The main thematic image in writer/director/actor David Duchovny's film is of Tommy (Anton Yelchin) urinating on the cigarettes his mother (Tea Leoni) tosses in the toilet. This is some kind of game he apparently plays as we see several scenes of Tommy trying to drown the cigarette stubs. Let's remember here that Duchovny is an Ivy League grad, which proves once and for all that cinematic inspiration and an Ivy League education are about as closely related as Haley Joel Osment and heroin (at least for now).
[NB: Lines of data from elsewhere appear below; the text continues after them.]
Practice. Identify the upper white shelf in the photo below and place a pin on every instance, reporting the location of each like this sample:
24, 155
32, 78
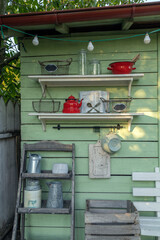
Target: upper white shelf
86, 80
105, 117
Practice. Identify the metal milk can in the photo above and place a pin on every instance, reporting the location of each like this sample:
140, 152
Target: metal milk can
34, 165
55, 196
32, 194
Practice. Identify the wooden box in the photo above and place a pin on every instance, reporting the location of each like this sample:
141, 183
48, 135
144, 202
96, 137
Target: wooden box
111, 220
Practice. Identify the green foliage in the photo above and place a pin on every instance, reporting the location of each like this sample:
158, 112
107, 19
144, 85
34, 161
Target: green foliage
21, 6
10, 74
10, 82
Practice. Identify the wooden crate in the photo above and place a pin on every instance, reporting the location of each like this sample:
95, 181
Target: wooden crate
111, 220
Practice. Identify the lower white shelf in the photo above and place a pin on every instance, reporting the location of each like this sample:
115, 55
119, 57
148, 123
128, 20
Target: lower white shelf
105, 117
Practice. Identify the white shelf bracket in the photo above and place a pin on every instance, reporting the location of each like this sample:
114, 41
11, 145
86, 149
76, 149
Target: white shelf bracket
129, 87
43, 121
43, 87
130, 123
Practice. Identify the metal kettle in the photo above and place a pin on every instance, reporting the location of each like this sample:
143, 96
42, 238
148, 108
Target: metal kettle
72, 105
34, 165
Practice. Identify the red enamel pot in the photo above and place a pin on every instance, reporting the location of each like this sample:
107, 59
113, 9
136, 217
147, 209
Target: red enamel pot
121, 67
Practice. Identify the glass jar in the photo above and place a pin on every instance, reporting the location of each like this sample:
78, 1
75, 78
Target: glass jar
83, 62
94, 67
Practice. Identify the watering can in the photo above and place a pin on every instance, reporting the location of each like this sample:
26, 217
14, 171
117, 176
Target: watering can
55, 196
111, 143
34, 165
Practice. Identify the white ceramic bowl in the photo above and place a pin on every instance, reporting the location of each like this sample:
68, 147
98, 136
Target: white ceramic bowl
60, 168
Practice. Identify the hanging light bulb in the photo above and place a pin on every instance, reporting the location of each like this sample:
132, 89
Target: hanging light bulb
147, 39
35, 41
90, 46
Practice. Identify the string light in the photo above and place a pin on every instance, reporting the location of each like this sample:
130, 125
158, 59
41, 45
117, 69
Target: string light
82, 41
35, 41
90, 46
147, 39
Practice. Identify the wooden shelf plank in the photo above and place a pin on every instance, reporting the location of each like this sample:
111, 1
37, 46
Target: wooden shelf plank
86, 80
45, 117
47, 175
65, 210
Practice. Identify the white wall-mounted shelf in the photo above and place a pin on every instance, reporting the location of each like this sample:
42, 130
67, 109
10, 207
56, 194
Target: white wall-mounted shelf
86, 80
104, 117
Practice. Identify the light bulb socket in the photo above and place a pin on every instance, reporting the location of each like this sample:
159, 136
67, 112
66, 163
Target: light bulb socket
35, 41
90, 46
147, 39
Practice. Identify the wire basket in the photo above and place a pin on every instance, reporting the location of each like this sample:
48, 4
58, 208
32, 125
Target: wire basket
117, 105
56, 67
46, 106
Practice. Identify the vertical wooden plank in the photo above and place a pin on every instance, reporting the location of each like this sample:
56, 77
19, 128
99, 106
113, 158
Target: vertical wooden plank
17, 117
10, 117
158, 64
3, 124
157, 198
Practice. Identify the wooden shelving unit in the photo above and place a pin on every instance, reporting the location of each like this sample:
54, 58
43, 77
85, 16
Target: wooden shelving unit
68, 205
85, 80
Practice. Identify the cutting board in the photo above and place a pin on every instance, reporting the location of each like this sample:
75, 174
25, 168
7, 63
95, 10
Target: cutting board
99, 161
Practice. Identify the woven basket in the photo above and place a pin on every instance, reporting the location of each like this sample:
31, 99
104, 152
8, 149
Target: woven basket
46, 106
117, 105
56, 67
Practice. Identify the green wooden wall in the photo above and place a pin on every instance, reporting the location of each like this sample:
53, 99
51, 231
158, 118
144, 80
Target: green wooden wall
140, 147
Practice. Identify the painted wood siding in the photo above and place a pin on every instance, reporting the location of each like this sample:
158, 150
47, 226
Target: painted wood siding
140, 147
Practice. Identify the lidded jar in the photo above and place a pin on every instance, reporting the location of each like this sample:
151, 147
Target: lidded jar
82, 62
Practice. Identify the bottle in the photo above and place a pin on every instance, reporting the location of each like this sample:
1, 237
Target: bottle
94, 67
83, 62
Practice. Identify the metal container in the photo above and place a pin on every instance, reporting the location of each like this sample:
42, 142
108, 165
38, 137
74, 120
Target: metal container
32, 194
55, 195
60, 168
111, 143
92, 102
94, 67
34, 165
But it gets better! Later on, after Mrs. Warshaw croaks, Tommy symbolizes his love for his mother's memory by rescuing some remaining cigarette butts out of the toilet with his hand and placing them gently in some toilet paper. You really have to wonder what was going through Duchovny's mind right there. It's like the antithesis of sentimental. What does Tommy do with those butts anyway, scrapbook them?
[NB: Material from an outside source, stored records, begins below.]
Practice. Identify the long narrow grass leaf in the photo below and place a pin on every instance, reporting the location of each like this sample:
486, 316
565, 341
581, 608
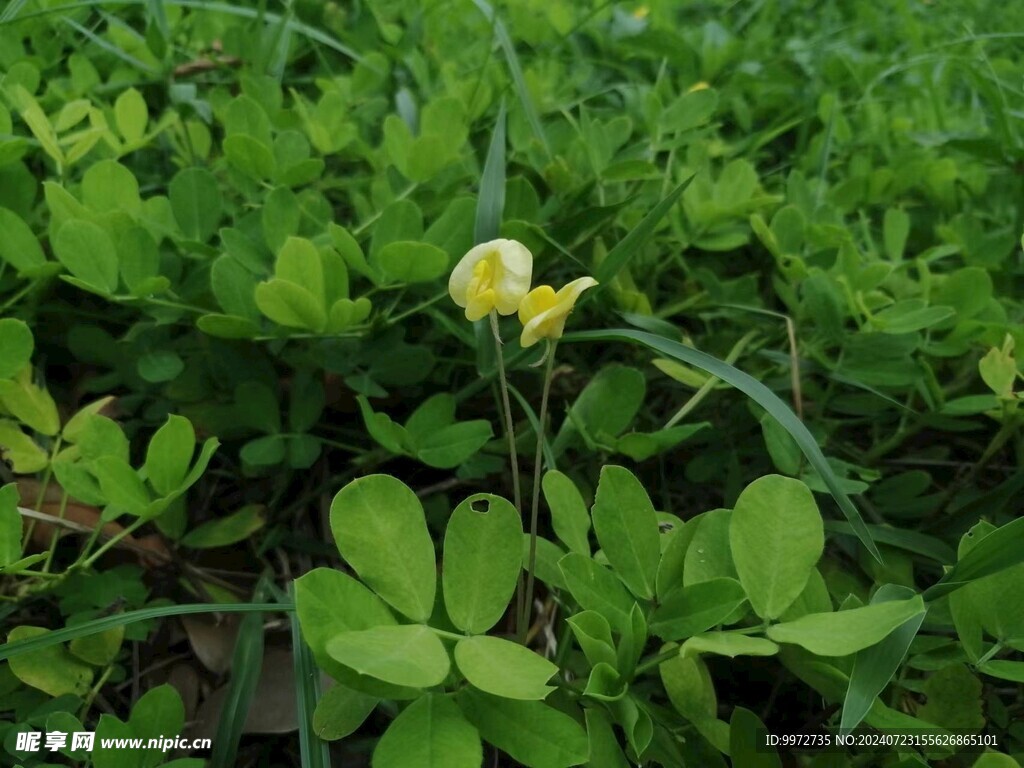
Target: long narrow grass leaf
313, 751
629, 246
247, 664
305, 30
491, 204
999, 550
516, 72
101, 625
875, 667
760, 394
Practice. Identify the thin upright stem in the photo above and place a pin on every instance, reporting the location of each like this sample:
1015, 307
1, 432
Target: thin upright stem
536, 502
513, 454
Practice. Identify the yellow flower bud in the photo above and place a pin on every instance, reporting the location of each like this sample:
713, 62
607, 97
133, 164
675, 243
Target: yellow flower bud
492, 275
543, 311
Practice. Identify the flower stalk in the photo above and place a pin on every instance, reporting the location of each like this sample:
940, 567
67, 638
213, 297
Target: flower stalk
536, 501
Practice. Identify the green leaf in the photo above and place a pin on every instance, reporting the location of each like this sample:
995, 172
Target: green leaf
408, 261
18, 247
227, 327
568, 512
504, 669
31, 404
689, 687
160, 366
604, 749
247, 663
606, 406
351, 253
98, 435
873, 668
110, 186
340, 712
46, 640
699, 606
642, 445
300, 262
620, 256
953, 699
121, 484
380, 426
846, 632
169, 455
20, 451
99, 649
88, 253
596, 588
431, 732
910, 315
482, 561
402, 654
131, 116
627, 528
747, 741
756, 391
895, 228
10, 525
291, 305
380, 529
776, 538
328, 603
50, 669
454, 444
1000, 549
730, 644
491, 203
226, 530
250, 156
531, 732
434, 413
593, 633
197, 203
1013, 671
16, 345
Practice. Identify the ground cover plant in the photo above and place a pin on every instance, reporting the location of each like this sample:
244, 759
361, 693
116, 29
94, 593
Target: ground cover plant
542, 383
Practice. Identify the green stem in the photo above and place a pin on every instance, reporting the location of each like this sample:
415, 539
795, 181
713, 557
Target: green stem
991, 652
536, 504
94, 692
113, 542
56, 534
655, 660
41, 496
692, 402
513, 454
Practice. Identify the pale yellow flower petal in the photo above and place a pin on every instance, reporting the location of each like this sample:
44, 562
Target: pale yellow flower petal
492, 275
543, 312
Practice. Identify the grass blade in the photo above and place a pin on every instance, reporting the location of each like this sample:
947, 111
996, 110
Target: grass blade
910, 541
760, 394
491, 204
1001, 549
629, 246
873, 668
247, 664
305, 30
313, 750
516, 72
101, 625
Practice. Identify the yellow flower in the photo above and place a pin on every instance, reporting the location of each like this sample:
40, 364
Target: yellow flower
492, 275
543, 311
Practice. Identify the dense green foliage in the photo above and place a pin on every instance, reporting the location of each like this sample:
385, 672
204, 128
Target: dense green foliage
783, 437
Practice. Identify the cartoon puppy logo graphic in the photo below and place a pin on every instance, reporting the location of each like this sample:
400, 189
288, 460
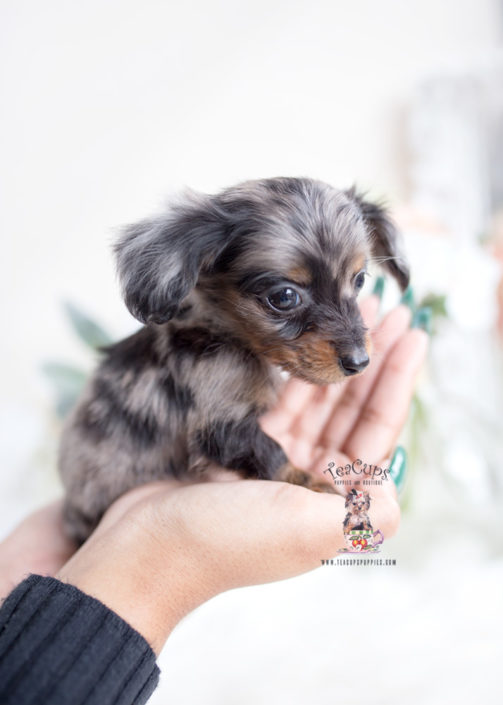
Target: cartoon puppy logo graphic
358, 530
Duchovny as writer succumbs to virtually every bad stereotype known to storytelling. 13-year-old Tommy's best friend is a 40-ish retarded man named Pappass (Robin Williams). Pappass is one of Duchovny's two founts of wisdom in the movie. The other is a prostitute named Lady residing in a House of Detention in Tommy's neighborhood. She basically just yells out her second floor window and instructs Tommy on the proper ways to live, kind of like Oprah with attitude. Now, I'm not prejudiced against either retarded people or prostitutes, so yes, I grant you that if one traveled the world long enough, one could find a couple of these people whose wisdom rivaled that of history's finest philosophers. However, the fact that Tommy finds them in the same neighborhood seems to be stretching credulity just a tiny bit.

As Tom (David Duchovny) begins the flashback that will form the bulk of the movie, he spews some ridiculous drivel about how thirteen is the critical age for all boys because that's when they realize their potential as men, or something inane like that. It's the kind of line you'd expect to read in a short story by the junior high kid in the back of the class who always seems to have his finger up his nose. As far as I can tell, Duchovny better pray there's another X-Files movie because that's about the only chance he's ever going to get to recover from this fiasco.